In the Civil War, both sides were fighting in the name of the same Christian God. Both sides used Scripture to defend their actions. Both held contempt for the other side as being evil and moral deviants. Both sides refused to acknowledge the Christian standing of their “opponents”. Our generation is noting the destructiveness of “love” without orthodoxy. The civil war generation showed a seeming opposite, the desire for “orthodoxy” without love. Though the disease changes, the USA persists with diseases of the public mind that cloud our ability to be true Christians. The civil war is a war that should have never been fought but brought on by extremist zealots’ actions north and south in the nation. But, isn’t that true of every war that the US has fought?
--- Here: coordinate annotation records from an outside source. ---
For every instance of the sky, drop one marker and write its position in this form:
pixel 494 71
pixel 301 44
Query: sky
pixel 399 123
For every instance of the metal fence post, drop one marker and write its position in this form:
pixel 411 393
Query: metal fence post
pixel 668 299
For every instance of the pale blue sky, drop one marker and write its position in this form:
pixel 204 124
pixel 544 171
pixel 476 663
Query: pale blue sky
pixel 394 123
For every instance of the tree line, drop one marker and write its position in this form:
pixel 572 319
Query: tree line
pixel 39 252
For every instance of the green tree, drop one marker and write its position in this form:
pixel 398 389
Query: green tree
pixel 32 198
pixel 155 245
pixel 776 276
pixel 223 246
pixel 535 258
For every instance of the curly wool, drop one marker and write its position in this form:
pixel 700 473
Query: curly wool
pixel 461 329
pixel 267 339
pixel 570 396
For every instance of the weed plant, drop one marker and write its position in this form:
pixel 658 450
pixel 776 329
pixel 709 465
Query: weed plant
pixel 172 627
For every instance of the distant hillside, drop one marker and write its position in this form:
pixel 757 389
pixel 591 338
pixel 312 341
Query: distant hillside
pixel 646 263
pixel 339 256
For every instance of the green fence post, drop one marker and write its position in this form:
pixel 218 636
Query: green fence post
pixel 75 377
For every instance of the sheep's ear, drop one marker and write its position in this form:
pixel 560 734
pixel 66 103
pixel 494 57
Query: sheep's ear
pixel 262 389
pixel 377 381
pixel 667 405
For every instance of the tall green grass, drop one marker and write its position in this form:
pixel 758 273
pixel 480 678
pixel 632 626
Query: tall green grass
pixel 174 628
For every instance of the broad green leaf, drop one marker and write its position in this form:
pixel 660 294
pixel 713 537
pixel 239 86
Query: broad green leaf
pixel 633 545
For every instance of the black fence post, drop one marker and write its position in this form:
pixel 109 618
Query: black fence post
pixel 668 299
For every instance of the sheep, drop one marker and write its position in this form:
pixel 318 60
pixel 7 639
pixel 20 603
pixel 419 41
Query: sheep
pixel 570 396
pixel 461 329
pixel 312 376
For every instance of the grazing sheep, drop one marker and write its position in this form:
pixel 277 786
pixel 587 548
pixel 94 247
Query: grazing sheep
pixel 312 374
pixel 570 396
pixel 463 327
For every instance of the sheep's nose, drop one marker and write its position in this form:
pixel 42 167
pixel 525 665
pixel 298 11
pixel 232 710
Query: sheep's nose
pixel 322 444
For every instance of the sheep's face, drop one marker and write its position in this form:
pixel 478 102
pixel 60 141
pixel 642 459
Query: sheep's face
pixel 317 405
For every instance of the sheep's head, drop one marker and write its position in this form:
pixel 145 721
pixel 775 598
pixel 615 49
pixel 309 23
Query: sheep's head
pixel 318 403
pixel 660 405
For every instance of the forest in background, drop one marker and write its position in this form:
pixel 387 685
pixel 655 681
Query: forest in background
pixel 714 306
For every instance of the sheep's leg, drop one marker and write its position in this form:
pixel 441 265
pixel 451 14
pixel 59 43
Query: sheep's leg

The war of 1812, the Mexican-American War, the Spanish-American War, WWI and WWII, the Korean War, the Viet Nam war, The Afghani and Iraqi wars; all of these represent the cry of very few people for armed conflict. “Let us do evil, that good may come of it” is the equivalent of “the War to end all wars” or “glory, glory, hallelujah, His truth is marching on” as soldiers slaughter their fellow Christian man for not thinking exactly the same way as they do.
Read the book. It is interesting history, and an interesting perspective on the Civil War, which is essentially not a “new understanding” but a well-articulated stance of the possibility that it was nothing than widespread (north and south) public insanity that led to the war.